Major Ashton. I perceive the Clerk had no order to bring them. I wonder at the confidence of that gentleman, to do it of his own accord. I should have expected a sharp reproof, if I had done it. This is but to lengthen the debate. Lay them aside at present.
Mr. Lockyer. I understand not how the legality or illegality of your writs for England, can concern Scotland or Ireland. I move that you would go to the question before you, as to the legal rights of the members for Scotland.
Sir Henry Vane. I hope that gentleman is convinced. I am not so confident, as he is pleased to say. The writs are before you. If any member desire to speak to them, he may. I shall give my advice, when I see my time; though I have little encouragement to speak, seeing I am thought to be so confident.
Sir Walter Earle. I move that the writs be read. (fn. 13)
Three of the original writs issued for the election of members to serve in the Parliament holden in 1654; namely, the writs directed to the Sheriff of the County of Caermarthen, the Sheriff of the Sheriffdom of Forfarr, and the Sheriff of the cities of Waterford and Clonmell, were read, all âgreeing in terminis.
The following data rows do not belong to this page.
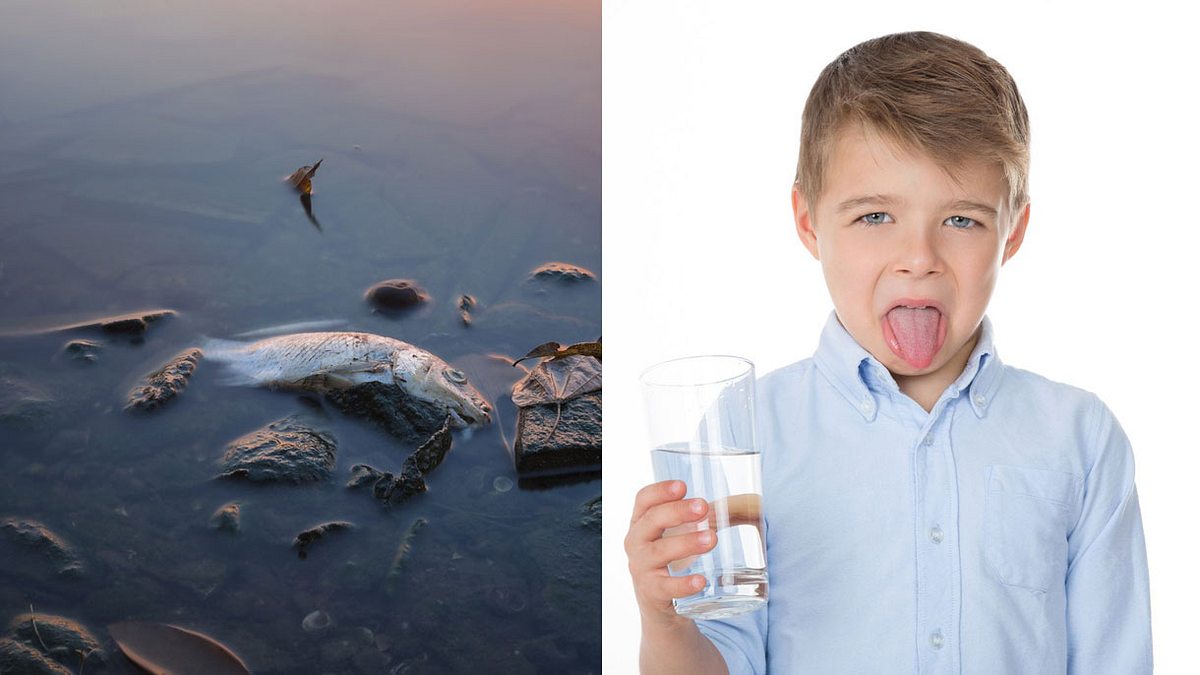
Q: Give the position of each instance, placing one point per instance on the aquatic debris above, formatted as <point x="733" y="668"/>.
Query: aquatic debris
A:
<point x="395" y="294"/>
<point x="165" y="383"/>
<point x="19" y="657"/>
<point x="593" y="513"/>
<point x="387" y="487"/>
<point x="557" y="381"/>
<point x="311" y="536"/>
<point x="227" y="518"/>
<point x="87" y="351"/>
<point x="562" y="272"/>
<point x="391" y="489"/>
<point x="316" y="621"/>
<point x="403" y="551"/>
<point x="41" y="539"/>
<point x="391" y="408"/>
<point x="328" y="362"/>
<point x="466" y="303"/>
<point x="559" y="438"/>
<point x="285" y="451"/>
<point x="556" y="351"/>
<point x="58" y="637"/>
<point x="161" y="647"/>
<point x="301" y="178"/>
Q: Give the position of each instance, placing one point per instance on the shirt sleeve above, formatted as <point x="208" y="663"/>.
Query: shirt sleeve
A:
<point x="741" y="639"/>
<point x="1108" y="584"/>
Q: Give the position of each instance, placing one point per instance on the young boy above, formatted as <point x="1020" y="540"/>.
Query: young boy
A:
<point x="928" y="508"/>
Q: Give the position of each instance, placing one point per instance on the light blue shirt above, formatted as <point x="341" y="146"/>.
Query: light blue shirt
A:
<point x="997" y="533"/>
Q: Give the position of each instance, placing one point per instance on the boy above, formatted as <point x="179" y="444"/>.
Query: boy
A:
<point x="928" y="508"/>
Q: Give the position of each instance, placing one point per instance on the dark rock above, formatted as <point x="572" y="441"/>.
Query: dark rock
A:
<point x="285" y="451"/>
<point x="227" y="518"/>
<point x="133" y="323"/>
<point x="84" y="351"/>
<point x="21" y="658"/>
<point x="387" y="487"/>
<point x="39" y="538"/>
<point x="390" y="407"/>
<point x="562" y="272"/>
<point x="395" y="294"/>
<point x="63" y="639"/>
<point x="311" y="536"/>
<point x="574" y="444"/>
<point x="432" y="452"/>
<point x="165" y="383"/>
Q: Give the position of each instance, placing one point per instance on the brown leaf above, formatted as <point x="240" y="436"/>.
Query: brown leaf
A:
<point x="301" y="178"/>
<point x="556" y="351"/>
<point x="160" y="647"/>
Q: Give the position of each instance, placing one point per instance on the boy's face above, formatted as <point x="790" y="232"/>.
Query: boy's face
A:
<point x="910" y="254"/>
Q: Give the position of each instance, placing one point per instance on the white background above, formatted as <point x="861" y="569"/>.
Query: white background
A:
<point x="701" y="123"/>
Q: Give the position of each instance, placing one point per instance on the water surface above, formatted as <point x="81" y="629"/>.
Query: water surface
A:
<point x="142" y="155"/>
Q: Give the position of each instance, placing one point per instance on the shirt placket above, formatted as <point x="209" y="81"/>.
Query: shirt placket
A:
<point x="936" y="529"/>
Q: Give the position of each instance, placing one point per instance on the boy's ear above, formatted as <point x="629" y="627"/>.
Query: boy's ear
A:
<point x="1017" y="234"/>
<point x="804" y="221"/>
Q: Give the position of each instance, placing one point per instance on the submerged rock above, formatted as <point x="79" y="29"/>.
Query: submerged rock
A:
<point x="396" y="294"/>
<point x="40" y="539"/>
<point x="227" y="518"/>
<point x="562" y="272"/>
<point x="60" y="638"/>
<point x="84" y="351"/>
<point x="391" y="489"/>
<point x="165" y="383"/>
<point x="390" y="407"/>
<point x="309" y="537"/>
<point x="552" y="440"/>
<point x="285" y="451"/>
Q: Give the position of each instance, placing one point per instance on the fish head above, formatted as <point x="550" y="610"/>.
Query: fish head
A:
<point x="442" y="383"/>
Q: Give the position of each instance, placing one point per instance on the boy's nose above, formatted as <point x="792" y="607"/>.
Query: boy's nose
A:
<point x="917" y="256"/>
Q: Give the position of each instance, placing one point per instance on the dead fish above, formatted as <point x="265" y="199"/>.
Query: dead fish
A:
<point x="336" y="360"/>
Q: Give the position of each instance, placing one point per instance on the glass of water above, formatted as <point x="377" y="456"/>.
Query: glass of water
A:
<point x="700" y="414"/>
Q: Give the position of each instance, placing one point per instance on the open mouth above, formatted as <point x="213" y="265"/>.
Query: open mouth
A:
<point x="915" y="330"/>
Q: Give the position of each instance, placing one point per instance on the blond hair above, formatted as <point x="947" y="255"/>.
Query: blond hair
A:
<point x="925" y="91"/>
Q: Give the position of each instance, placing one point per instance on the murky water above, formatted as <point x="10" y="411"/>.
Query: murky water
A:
<point x="142" y="155"/>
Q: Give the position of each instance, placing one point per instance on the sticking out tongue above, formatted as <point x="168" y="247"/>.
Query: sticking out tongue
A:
<point x="913" y="334"/>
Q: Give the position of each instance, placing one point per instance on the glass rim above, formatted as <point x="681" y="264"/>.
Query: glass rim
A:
<point x="643" y="378"/>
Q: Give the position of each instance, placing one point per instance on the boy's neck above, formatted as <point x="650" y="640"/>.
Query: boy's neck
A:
<point x="927" y="388"/>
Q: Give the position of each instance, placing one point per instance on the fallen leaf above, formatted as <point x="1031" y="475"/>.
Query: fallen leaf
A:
<point x="160" y="647"/>
<point x="557" y="381"/>
<point x="556" y="351"/>
<point x="301" y="178"/>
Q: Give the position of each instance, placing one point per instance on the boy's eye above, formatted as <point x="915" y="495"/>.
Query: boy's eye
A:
<point x="877" y="217"/>
<point x="961" y="222"/>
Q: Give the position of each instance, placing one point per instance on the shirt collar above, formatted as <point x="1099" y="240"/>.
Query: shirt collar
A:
<point x="859" y="377"/>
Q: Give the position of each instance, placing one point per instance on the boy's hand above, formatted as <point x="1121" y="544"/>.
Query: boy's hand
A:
<point x="658" y="508"/>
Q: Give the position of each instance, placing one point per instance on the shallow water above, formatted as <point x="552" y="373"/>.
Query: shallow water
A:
<point x="142" y="156"/>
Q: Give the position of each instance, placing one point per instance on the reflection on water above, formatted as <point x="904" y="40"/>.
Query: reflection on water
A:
<point x="143" y="155"/>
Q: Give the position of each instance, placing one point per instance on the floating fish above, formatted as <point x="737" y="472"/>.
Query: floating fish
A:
<point x="322" y="362"/>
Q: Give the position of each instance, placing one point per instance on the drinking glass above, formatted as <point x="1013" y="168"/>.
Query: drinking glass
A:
<point x="700" y="416"/>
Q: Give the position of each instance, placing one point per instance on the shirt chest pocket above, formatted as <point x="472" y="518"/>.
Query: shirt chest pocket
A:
<point x="1027" y="515"/>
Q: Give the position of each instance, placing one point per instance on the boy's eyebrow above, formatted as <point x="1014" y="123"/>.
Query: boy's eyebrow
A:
<point x="856" y="203"/>
<point x="864" y="201"/>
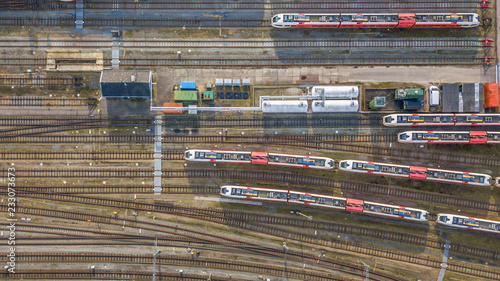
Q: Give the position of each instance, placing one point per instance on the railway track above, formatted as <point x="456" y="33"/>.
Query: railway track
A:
<point x="270" y="230"/>
<point x="206" y="239"/>
<point x="344" y="43"/>
<point x="223" y="264"/>
<point x="309" y="6"/>
<point x="44" y="101"/>
<point x="35" y="80"/>
<point x="18" y="127"/>
<point x="102" y="274"/>
<point x="352" y="143"/>
<point x="268" y="177"/>
<point x="346" y="229"/>
<point x="319" y="61"/>
<point x="43" y="120"/>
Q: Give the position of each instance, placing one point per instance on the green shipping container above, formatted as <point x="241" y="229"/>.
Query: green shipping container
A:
<point x="186" y="95"/>
<point x="406" y="94"/>
<point x="208" y="95"/>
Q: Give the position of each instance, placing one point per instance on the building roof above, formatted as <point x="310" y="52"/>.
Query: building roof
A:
<point x="462" y="97"/>
<point x="185" y="95"/>
<point x="115" y="76"/>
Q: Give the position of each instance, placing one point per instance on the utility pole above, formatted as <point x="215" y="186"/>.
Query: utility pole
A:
<point x="155" y="253"/>
<point x="367" y="269"/>
<point x="285" y="248"/>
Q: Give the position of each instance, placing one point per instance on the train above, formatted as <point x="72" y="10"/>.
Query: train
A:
<point x="375" y="20"/>
<point x="415" y="172"/>
<point x="469" y="223"/>
<point x="472" y="137"/>
<point x="355" y="205"/>
<point x="317" y="200"/>
<point x="262" y="158"/>
<point x="442" y="119"/>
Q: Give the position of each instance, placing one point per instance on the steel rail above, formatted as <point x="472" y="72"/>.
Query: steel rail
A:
<point x="268" y="177"/>
<point x="273" y="220"/>
<point x="104" y="274"/>
<point x="337" y="6"/>
<point x="247" y="43"/>
<point x="214" y="241"/>
<point x="352" y="143"/>
<point x="268" y="61"/>
<point x="271" y="231"/>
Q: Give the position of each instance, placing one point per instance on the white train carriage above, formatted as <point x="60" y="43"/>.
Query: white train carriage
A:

The original writ, dated July 10, 1656, issued for the election of members to serve in the Parliament held 17th of September, 1656, and directed to the Sheriff of the County of Glamorgan, was also read.
Three other original writs, dated December 9,1658, issued for the election of members to serve in the present Parliament, January 27, 1658; namely, the writs directed to the Sheriff of the County of Berks, to the Sheriff of the Sheriffdom of Rosse, and to the Sheriff of the Counties of Cavan, Fermannagh, and Monaghan, were likewise read.
I would not have you swallow the illegality, under a notion of prudence; that nation was very serviceable to us in 40 and 43. I would lay my heart under their feet. I cannot tell whether they are yet fit to be taken into your councils, till they be reconciled to —. (fn. 14) They thought to have imposed a family upon you, which you thought it a duty to remove. You made them the seat of war.
It is our point of time to except against their sitting here. The vote in hand gives up our negative voice and militia, and all, all our quarrel, and makes way for that family coming in, which they cannot but have an affection for. I am not against taking them into union; but not at this time.